Where's the Best Place to Park Your Cash?

Most investors probably don’t spend too much time thinking about their cash holdings. They most likely view their cash as a necessary evil: It earns next to nothing right now, but the trade-off is principal stability (or, for non-guaranteed investments, something pretty close to it) and liquidity.

But for investors with meaningful cash holdings, as is the case for many retirees, even small variations in cash yields can add up to a nice chunk of change. Due to changes in the interest-rate environment, what was the best-yielding cash vehicle a decade ago may not be today.

Moreover, cash and cashlike instruments are not on an equal footing when it comes to guarantees. While nearly all of the major cash and cashlike instruments have done a good job of protecting investors’ capital over time, investors seeking an ironclad guarantee of principal preservation will want to focus on FDIC-insured investments.

New Rules for Money Funds
In addition, new regulations for money market funds are set to go into effect in mid-October; while they mainly affect institutional owners of mutual funds (i.e., not individual investors), they underscore that there are some crucial differences between money market mutual funds relative to other cash and cashlike vehicles.

Building on 2010 rules passed in the wake of a large money market fund breaking the buck–or letting its net asset value drop below $1–during the financial crisis, the money market fund rules going into effect this year specifically aim to address the risk of heavy investor redemptions from a portfolio with constrained liquidity. Specifically, the rules require certain types of money market funds to use a “floating” net asset value, as well as to impose fees or install “gates” to stem outflows in periods of constrained liquidity.
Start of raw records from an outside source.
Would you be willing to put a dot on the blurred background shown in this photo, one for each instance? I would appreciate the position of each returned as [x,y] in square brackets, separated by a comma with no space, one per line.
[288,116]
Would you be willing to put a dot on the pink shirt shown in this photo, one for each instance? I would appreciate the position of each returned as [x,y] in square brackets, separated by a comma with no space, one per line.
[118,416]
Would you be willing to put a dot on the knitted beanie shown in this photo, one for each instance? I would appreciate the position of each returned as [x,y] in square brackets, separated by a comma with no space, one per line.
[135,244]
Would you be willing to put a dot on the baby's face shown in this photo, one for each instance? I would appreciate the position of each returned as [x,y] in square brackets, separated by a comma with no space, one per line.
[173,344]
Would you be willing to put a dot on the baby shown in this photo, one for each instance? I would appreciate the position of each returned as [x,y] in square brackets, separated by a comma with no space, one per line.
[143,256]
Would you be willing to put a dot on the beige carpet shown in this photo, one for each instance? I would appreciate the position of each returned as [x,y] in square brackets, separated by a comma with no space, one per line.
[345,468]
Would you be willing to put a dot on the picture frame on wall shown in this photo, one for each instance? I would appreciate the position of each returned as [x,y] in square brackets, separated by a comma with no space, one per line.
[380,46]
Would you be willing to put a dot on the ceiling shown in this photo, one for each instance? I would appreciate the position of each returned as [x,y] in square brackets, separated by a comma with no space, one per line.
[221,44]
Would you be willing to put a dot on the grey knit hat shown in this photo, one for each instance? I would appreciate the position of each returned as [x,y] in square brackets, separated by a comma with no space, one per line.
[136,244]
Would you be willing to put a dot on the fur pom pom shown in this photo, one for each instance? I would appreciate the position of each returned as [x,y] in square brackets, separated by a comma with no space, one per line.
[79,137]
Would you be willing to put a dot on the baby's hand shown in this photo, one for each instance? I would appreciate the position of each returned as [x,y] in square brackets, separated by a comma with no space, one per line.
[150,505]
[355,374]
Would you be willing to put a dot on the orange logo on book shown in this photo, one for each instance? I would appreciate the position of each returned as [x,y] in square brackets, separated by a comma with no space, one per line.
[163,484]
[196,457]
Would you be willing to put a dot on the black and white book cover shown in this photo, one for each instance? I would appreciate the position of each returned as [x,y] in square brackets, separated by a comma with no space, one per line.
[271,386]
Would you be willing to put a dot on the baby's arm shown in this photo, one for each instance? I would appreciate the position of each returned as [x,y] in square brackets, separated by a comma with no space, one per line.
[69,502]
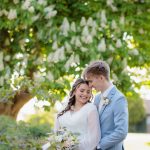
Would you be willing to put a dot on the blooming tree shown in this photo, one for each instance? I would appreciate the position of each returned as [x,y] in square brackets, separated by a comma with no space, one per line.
[44,44]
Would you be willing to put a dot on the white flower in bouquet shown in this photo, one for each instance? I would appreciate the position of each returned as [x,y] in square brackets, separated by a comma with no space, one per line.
[63,139]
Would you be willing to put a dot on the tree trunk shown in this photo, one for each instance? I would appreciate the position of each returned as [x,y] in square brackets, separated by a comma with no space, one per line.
[17,103]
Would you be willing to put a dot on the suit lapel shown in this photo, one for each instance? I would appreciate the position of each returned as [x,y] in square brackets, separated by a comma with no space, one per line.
[110,95]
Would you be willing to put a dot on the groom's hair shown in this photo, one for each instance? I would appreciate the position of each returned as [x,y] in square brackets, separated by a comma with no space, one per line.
[97,68]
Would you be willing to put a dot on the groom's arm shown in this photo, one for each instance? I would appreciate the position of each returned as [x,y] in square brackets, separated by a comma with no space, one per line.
[121,125]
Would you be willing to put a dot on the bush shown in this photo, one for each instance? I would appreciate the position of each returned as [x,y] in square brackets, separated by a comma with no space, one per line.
[21,135]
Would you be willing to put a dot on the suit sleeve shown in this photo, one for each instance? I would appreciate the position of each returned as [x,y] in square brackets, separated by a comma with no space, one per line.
[120,125]
[91,139]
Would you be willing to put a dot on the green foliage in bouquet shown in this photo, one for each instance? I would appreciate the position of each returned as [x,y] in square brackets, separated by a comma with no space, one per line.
[21,136]
[62,140]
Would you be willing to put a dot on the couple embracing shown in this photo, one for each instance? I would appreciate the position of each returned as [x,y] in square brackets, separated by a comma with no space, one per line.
[102,125]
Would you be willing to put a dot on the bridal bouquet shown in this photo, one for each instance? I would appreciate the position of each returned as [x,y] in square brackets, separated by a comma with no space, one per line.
[62,140]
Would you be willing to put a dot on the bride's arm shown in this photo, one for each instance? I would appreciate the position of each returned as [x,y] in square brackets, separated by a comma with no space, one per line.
[92,138]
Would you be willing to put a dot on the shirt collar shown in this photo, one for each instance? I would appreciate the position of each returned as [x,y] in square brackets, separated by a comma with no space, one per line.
[106,92]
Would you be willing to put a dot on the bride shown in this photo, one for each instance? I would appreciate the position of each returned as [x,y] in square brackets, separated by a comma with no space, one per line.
[81,116]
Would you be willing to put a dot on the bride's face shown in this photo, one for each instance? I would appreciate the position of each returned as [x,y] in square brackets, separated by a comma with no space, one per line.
[82,93]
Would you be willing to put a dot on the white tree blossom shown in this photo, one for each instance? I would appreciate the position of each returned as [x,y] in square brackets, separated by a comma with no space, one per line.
[1,81]
[42,2]
[65,27]
[50,12]
[1,61]
[68,47]
[55,45]
[73,27]
[90,22]
[109,60]
[111,48]
[78,42]
[31,9]
[122,20]
[113,24]
[50,76]
[102,46]
[93,32]
[26,4]
[85,31]
[16,1]
[103,18]
[83,21]
[12,14]
[118,43]
[84,49]
[134,52]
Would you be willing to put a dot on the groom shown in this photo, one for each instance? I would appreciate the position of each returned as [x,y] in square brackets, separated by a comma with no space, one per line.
[112,106]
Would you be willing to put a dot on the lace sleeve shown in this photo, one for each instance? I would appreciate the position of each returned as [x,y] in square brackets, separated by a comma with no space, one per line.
[92,138]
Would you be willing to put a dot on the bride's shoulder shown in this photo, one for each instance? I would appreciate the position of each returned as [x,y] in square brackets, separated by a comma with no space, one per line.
[91,106]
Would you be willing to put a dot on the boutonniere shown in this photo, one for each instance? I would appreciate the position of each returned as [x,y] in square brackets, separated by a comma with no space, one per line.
[106,101]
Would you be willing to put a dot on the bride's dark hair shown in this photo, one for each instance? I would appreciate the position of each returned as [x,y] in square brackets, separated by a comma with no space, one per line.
[71,100]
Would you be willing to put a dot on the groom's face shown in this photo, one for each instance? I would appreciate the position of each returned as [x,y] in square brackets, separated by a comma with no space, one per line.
[95,81]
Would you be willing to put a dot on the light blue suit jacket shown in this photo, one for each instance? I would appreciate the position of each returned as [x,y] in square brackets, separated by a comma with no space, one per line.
[113,120]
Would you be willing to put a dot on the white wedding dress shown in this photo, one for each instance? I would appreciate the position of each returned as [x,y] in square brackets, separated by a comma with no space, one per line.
[85,122]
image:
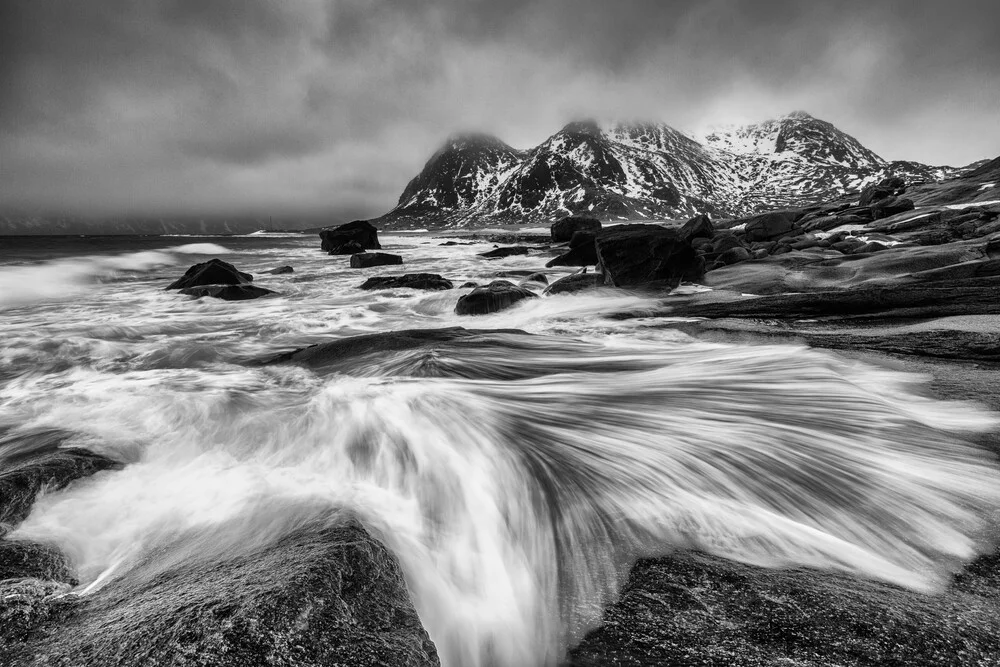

All retail money market funds–those geared toward individual investors–will maintain a stable $1 per share net asset value. But beginning three months from now, both institutional prime money market funds–that is, those that are allowed to invest in short-term corporate debt as well as government-issued debt–and institutional municipal money market funds will be required to let their NAVs “float” based on the value of the securities in their portfolios. Additionally, the new regulations will require prime and municipal money market funds–both retail and institutional–to impose redemption fees and install “gates” when liquidity has dropped below certain levels, in an effort to stem high redemptions in periods of market duress. Government money market funds for both institutional and retail investors will be able to retain a stable $1 per share value; such funds aren’t required to impose fees or install redemption gates, either, but can do so at the discretion of their boards.